Service-orientation could be a fuzzy concept with many meanings; here is my understanding of service-orientation in a nutshell from a programmer perspective with a code sample.

Designing with service-orientation style is design at a higher granularity level, at the next level of granularity beyond individual procedures and functions, modules, objects and classes, and beyond components and individual applications.

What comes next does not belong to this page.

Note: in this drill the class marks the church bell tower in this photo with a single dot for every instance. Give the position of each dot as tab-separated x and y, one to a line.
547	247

Some notes about granularity levels can be found in the following post:

Does SOA imply that OO is dead?
http://blogs.msdn.com/marcod/archive/2004/06/07/150420.aspx

The unit of composition at this level is the service, you know, like many commodities in your home like water, electricity, telephone, cable TV, pizza, etc., the service provider potentially distributes the good or service to many, many, many customers on a pay-per-use or single-pay contract including its service-level agreements that the consumer knows and operation-level agreements known only by service internals.

A software service is a full-fledged enterprise application with all its corresponding architectural properties like correctness, robustness, scalability, reliability, security and other targeted design goals for its external quality factors that satisfy an explicit contract surrounded with its service-level agreements; in addition that software service can be programmatically callable from other software service or applications in a composition relationship.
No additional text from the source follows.